By: Martin H. Kristiansen (, August 15, 2006 1:03 am
David Kanter ( on 8/14/06 wrote:
>Martin H. Kristiansen ( on 8/14/06 wrote:

>>However, I was unable to find if you could trigger event counters on L1 store misses
>>(either trigger directly or deduce them by inference from other counted events).
>You should be able to estimate it pretty well using the L1 cache misses and then the relative frequency of LD and ST.

No, I don't thinkt that's enough. Read-modify-writes (like updating any kind of data structure) can cause load misses, but hardly ever any store misses. Traditionally we see a 2: 1 load to store ratio, I'm guessing the load to store miss ratio is higher.

>>I think it is interesting to know just how common these are in order to infer how
>>important the store-reordering of Core 2 is, - and also to >infer how much the K8L,
>>which will only have load-reordering, will lag behind.
>x86 cannot re-order stores. What core does that is new is that LDs can be moved around STs with unknown addresses.

Doh! That's what I meant, sorry for being unclear.

>>We've discussed earlier that store misses carry as many data dependencies as loads
>>do.
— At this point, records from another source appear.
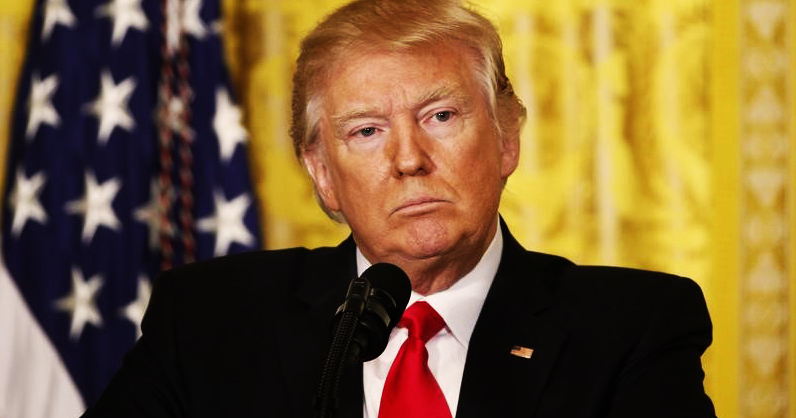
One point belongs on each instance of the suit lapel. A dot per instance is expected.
(497, 382)
(304, 337)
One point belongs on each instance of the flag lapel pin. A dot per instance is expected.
(521, 351)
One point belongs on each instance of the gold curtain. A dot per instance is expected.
(661, 134)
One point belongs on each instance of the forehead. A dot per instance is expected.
(381, 79)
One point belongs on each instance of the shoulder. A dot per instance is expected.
(262, 279)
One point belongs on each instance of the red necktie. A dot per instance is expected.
(411, 390)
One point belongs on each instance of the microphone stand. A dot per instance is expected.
(340, 352)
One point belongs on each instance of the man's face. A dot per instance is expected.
(409, 155)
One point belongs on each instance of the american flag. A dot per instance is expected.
(126, 157)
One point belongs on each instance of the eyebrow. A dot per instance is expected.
(440, 93)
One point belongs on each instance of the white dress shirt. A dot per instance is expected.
(459, 306)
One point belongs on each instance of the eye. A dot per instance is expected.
(443, 116)
(367, 131)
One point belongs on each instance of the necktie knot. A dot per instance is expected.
(422, 321)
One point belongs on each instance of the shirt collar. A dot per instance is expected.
(460, 304)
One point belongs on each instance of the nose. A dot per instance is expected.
(411, 152)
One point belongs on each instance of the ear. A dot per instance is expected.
(316, 162)
(509, 154)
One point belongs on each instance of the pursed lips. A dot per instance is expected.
(417, 204)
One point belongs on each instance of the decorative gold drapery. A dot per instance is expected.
(661, 134)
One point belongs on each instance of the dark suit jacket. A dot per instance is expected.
(247, 335)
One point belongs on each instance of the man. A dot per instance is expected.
(409, 128)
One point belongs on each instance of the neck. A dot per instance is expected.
(430, 275)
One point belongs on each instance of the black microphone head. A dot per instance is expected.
(390, 289)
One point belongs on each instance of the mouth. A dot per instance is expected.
(418, 205)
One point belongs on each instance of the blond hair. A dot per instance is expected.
(400, 25)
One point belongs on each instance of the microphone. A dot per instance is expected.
(362, 324)
(378, 298)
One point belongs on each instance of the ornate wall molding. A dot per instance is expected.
(766, 208)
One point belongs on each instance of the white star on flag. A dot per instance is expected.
(150, 215)
(226, 123)
(126, 14)
(110, 107)
(135, 310)
(40, 103)
(191, 20)
(24, 200)
(227, 222)
(81, 304)
(56, 12)
(96, 206)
I suspect store misses are significantly less frequent than load misses but
>>have no way to get hard data, - at least from CodeAnalyst.
>So memory disambiguation will reduce those dependencies by allowing LDs to move around STs with unknown addresses.

Yeah, the less pessimistic approach should reduce the number of stalls from false dependencies, ie. loads after stores where there is no real data-dependency going through main memory.